I came up with a "new" idea, but just realized it's very similar to your original algorithm

I think it's the same as my original algorithm. :)

don't use hashes they are slow and the logic is glitchy

I guess the main reason to use a hash was that the number of entries gets counted for me: I suspect iterating over an array to count the entries could easily cost all the time saved in assignment. Not sure what you mean by "the logic is glitchy", unless you're referring to the bug you describe later (which I contend is a simple logic error, and not related to the choice of container).

I agree bitstrings could be faster for seenzero (though a lot more fiddly, especially if I want a fast bit count) - I'm sure that's what I'd have chosen if writing this in C or assembler. For %seenmore it would probably make sense just to record $mod and $seen (the count) directly.

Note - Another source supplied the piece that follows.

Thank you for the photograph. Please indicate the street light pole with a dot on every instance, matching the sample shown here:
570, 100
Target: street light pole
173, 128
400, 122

Similarly I agree that the recursion could be avoided. These are all micro-optimizations though, and the question was about a different algorithm - which I think you've given me, piece by piece, in your other posts, I just need to get around to putting together an implementation.

Talking about glitchy, consider [the] input 3, [0, 1, undef, undef, 0, undef]

Ooh yes, pretty sure that's a bug in the implementation of my OP: it should return false if any modular value shows up in both %seenzero and %seenmore. I've updated the OP with a simple but inefficient fix for that, thanks!

Anyway depending on the distribution of your input, it might be easier to search in a first pass for the first entry > 0 to calculate the "right" column. [...] in the pathological case that there is no entry >0 you'll need to find the column consisting of only "?"

My original algorithm copes well with that pathological case, by counting the number of distinct modular values seen for the zeroes. I don't see how you'd find the correct answer for, say, 3, [0, 0, 0] without counting, using anything like this algorithm.